Both of these patterns aim to separate the creation of objects from the behavior of the system that uses them, thus promoting a cleaner and more modular structure.

In fact, configuration management can serve as a mechanism for both service location and dependency injection. Let’s revisit the definition of these two patterns but in the context of configuration management:

  • Service Locator: The configuration can be seen as a service locator because it holds the information needed to instantiate and retrieve various services or components throughout the application. For instance, if you have a database service configured in your application, the configuration file holds the necessary parameters (like connection string, credentials etc.) for your application to locate and connect to this service.

  • Dependency Injection: At the same time, your configuration management process can also enable dependency injection. The parameters from your configuration can be injected into the components that need them. For example, when a specific component of your application is created, the necessary parameters are injected from the configuration, instead of the component needing to fetch or know how to fetch those parameters.

By allowing the configuration to flow through your application, you’re providing a mechanism for each component to get its dependencies (dependency injection), and you’re also providing a way for components to locate the services they need (service locator).
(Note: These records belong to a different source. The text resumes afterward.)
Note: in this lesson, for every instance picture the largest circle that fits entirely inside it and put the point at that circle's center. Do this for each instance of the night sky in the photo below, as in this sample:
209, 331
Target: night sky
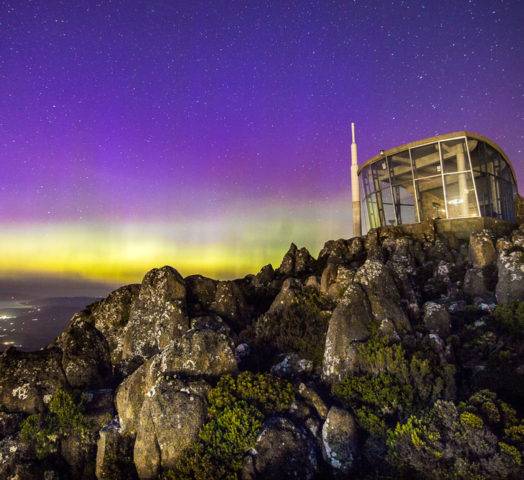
208, 135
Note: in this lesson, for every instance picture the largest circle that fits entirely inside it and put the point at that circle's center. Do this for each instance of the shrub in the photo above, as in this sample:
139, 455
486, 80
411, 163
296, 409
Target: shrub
300, 327
511, 318
237, 407
449, 444
266, 392
42, 433
388, 386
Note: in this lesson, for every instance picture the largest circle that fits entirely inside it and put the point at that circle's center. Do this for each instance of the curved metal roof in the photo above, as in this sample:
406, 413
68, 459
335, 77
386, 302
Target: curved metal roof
438, 138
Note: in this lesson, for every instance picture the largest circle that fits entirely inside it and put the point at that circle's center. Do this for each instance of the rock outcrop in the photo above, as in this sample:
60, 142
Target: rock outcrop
171, 416
351, 345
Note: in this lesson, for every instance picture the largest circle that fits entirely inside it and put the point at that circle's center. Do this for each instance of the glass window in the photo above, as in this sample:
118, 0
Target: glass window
388, 212
460, 194
489, 203
431, 198
400, 165
402, 187
477, 153
454, 156
426, 160
380, 173
507, 202
366, 180
372, 209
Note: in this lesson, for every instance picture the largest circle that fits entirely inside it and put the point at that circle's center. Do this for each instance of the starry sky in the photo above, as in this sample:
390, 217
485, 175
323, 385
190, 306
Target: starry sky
208, 135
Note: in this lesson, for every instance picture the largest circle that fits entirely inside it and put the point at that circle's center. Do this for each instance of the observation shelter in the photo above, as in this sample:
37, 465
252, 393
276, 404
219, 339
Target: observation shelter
459, 175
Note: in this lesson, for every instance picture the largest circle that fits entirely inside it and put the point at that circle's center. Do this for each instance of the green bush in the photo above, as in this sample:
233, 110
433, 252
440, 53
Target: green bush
452, 443
237, 407
511, 318
42, 433
266, 392
301, 327
388, 385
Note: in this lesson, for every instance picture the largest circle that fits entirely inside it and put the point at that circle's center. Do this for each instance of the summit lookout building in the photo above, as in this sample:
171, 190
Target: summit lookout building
452, 176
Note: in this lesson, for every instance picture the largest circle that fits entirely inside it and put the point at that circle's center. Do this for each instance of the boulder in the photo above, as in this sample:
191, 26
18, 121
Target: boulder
11, 454
311, 396
210, 322
343, 278
264, 277
282, 451
201, 292
383, 295
292, 366
85, 355
297, 262
436, 319
339, 440
130, 396
171, 416
229, 302
287, 294
510, 285
114, 455
158, 315
312, 281
29, 379
79, 453
482, 249
198, 352
9, 423
348, 327
111, 316
476, 282
329, 276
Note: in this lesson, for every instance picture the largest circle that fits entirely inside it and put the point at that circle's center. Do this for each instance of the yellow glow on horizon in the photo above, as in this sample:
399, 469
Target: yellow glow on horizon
228, 247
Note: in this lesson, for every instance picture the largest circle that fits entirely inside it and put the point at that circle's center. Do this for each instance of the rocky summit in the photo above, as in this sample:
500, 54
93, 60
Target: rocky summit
399, 354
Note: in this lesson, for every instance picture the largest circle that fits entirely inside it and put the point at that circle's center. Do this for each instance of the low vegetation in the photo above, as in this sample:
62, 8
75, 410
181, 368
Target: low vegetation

This leads to a more decoupled and maintainable codebase.

Let’s see a pseudo code example:

State = Any

class Pipeline:
    def __init__(config: Config, state: State) -> None:
        self.config = config
        self.state = state

    def run_trainer(self) -> None:
        trainer.fit(
            self.config.trainer,
            self.config.dataloader,
            self.config.optimizer,
            self.config.scheduler,
            self.config.callbacks,
            state=self.state,
        )

    def run(self) -> None:
        self.run_trainer()

Config For Different Stages/Evironments#

Some people distinguish between different types of configurations based on the stage or environment in which they are used. For example, you might have different configurations for development, testing, and production environments.

However, one should know that production code is more or less a replica of the development code, with exceptions like the database connection string, logging, or environment variables. Often the config distinction is made at the deployment level rather than at the code level (i.e. a different config file to deploy to different environments).